They say a picture is worth a thousand words, and I can think of no better example in IT where a screenshot can help troubleshoot an issue with VPN client connectivity. For something so crucial to remote users, it is sad that vendors still make troubleshooting VPN issues something that requires an admin to work with, and familiarity with arcane error messages. It’s a chicken vs. egg scenario, since for an admin to troubleshoot client VPN they need access to the client, which they cannot get until VPN is working! Relying on users to do the heavy lifting guarantees exasperation for both user and admin, but it’s the situation we’re all in. To help troubleshoot VPN client connectivity, here are some pointers that may save you some time.
If a remote user doesn’t have Internet connectivity they are not going to be able to use the VPN. That sounds like an obvious thing, but far too often it is missed. Hotels’ captive portals are often the issue here. Ask the user to open a web browser and go to a website that you know they won’t have cached, like http://www.whattimeisit.com and have them tell you what time it is. If they are prompted to accept the T&Cs or enter their room number, then you know they haven’t Internet access yet.
Depending on the type of VPN you use, there may be a problem getting through the firewall on the required outbound ports and/or protocols. SSL VPNs just need outbound TCP 443. If your user can surf HTTPS websites then they can get out on the required ports for VPN. But PPTP VPNs need both TCP 1723 and IP GRE. Many IPSEC VPNs need UDP 1701 along with IP AH and ESP. Other VPN solutions may need UDP 10000, or other outbound connectivity that the hotel or coffee shop just won’t support. Even with Internet access, not all VPNs will work on all networks. Some guest networks permit web surfing and email protocols, but block everything else, or charge extra for full connectivity. They may be using a simple NAT solution that your VPN cannot work with.
Look for error messages that indicate connectivity issues (see below) and if that’s the problem, work on an alternate network connection.
Not all companies provide users with VPN access. Don’t assume that your user is allowed to use VPN unless that is open to all users, and even then you may want to make sure they belong to the right group for access. A quick check of AD can save you a lot of troubleshooting later.
A very wise SysAdmin once said “If DNS ain’t happy, nothing’s going to be happy” and that’s a fact. Make sure that DNS is working, that the client is able to resolve names, and is using the “right” name for your VPN endpoint. Permit ping to that VPN endpoint so that you can easily talk the user through “ping vpn.example.com” both to validate name resolution and some basic connectivity. Just remember some captive portals will still permit ping and DNS while blocking the rest until you accept or pay up.
VPN client software needs installing, updating and patching just like any other software. If you’re using Microsoft’s built-in client software, Windows Updates will take care of that, and all clients should have VPN capabilities by default. If you are using a third-party solution though, you may need to install the client, or update it if it is already installed.

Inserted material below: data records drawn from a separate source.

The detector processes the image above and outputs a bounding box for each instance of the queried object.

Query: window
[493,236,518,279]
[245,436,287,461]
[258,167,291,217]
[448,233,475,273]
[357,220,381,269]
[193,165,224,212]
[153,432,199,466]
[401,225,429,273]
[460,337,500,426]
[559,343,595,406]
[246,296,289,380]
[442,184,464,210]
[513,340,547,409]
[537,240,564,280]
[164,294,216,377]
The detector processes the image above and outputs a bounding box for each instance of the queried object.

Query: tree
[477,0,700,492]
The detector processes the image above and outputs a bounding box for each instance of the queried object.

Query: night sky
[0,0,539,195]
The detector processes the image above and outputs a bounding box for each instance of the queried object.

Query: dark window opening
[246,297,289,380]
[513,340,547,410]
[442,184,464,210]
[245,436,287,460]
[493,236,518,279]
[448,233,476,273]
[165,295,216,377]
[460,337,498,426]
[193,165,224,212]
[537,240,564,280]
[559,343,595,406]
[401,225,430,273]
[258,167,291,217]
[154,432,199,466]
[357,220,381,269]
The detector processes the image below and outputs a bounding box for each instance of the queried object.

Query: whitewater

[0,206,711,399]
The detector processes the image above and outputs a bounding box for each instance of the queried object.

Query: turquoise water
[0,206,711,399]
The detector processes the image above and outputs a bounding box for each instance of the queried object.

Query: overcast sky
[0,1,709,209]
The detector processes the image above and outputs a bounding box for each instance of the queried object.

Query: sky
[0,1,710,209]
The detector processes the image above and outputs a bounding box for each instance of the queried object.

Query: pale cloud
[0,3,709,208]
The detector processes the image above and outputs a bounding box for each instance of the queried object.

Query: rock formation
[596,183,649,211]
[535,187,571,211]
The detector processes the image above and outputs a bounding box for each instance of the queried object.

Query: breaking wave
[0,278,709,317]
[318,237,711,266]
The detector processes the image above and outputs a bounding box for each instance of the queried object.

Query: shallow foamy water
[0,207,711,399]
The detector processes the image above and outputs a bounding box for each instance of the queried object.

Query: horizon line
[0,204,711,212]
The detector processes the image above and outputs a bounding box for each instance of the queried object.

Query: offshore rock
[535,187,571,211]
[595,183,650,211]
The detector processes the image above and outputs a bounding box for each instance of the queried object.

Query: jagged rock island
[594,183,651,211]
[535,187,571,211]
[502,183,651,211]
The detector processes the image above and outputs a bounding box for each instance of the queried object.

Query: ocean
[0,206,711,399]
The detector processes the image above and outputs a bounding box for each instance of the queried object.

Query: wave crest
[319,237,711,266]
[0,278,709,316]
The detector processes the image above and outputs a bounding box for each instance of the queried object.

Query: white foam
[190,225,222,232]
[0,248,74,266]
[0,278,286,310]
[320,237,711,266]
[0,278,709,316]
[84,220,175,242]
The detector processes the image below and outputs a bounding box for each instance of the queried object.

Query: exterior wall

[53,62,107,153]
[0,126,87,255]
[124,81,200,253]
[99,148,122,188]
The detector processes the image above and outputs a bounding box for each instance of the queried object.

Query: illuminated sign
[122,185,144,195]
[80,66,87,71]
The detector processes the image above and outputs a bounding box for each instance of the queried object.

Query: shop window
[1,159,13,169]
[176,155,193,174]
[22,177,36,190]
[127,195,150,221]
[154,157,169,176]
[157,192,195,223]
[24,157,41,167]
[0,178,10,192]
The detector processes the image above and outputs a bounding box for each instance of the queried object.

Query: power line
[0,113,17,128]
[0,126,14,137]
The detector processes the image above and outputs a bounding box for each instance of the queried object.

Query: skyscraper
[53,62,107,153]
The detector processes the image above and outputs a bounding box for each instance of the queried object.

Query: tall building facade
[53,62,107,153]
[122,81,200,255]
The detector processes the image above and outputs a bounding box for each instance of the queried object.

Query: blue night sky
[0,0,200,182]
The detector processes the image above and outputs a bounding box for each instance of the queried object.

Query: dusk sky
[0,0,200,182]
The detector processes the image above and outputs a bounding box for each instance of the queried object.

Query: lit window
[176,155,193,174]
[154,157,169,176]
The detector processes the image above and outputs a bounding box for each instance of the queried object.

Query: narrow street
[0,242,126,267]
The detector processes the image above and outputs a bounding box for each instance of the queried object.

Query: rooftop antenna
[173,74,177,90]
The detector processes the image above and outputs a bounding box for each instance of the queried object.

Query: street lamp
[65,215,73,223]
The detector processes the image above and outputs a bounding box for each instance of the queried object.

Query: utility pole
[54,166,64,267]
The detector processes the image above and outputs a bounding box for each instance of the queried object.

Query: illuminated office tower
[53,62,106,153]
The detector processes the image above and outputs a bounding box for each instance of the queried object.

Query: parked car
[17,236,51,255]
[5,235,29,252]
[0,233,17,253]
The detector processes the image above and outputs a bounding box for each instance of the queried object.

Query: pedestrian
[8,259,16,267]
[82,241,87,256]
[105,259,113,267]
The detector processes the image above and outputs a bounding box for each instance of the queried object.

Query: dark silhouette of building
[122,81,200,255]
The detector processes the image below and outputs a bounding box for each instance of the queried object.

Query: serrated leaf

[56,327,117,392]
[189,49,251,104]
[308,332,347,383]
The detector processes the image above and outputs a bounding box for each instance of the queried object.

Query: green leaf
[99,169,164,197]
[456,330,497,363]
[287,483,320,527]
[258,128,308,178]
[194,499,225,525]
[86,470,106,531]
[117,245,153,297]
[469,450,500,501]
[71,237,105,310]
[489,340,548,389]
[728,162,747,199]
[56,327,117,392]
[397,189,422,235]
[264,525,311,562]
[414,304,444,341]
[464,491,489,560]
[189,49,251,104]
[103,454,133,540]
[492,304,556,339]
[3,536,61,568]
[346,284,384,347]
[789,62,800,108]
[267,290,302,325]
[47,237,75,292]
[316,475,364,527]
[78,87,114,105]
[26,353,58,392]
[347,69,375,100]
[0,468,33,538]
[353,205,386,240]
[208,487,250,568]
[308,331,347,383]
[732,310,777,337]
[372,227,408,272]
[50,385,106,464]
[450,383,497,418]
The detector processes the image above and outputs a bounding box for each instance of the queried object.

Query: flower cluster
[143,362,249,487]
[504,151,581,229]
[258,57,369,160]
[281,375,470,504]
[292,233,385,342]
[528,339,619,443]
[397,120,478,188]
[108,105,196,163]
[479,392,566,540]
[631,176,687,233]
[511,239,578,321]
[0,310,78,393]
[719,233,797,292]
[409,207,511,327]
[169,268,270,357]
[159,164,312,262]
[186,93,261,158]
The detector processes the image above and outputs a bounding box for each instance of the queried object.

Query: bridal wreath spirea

Don’t automatically jump into capturing diagnostic logs and other advanced troubleshooting without first verifying the basics. That includes the user’s credentials. Are they omitting the domain name in their SAM, or using SAM instead of UPN? Do they have their password correct, or is Caps Lock on? It takes 10 seconds to verify that… do so before you spend an hour on a wild goose chase.
Make sure every remote user tests the VPN at least once a month to be sure it is working. For any user hitting the road for the first time, have them confirm VPN before they leave the office, because you don’t want them to find out something is wrong after they depart.
Here is a handy table of client VPN error codes for Microsoft’s operating systems. Many of these will be displayed with third party VPN solutions.
[table id=6 /]
Troubleshooting VPN client connectivity doesn’t have to be a crap shoot. Follow a methodical approach, confirm the basics are in place, and you will usually find, and resolve, the issue in short order.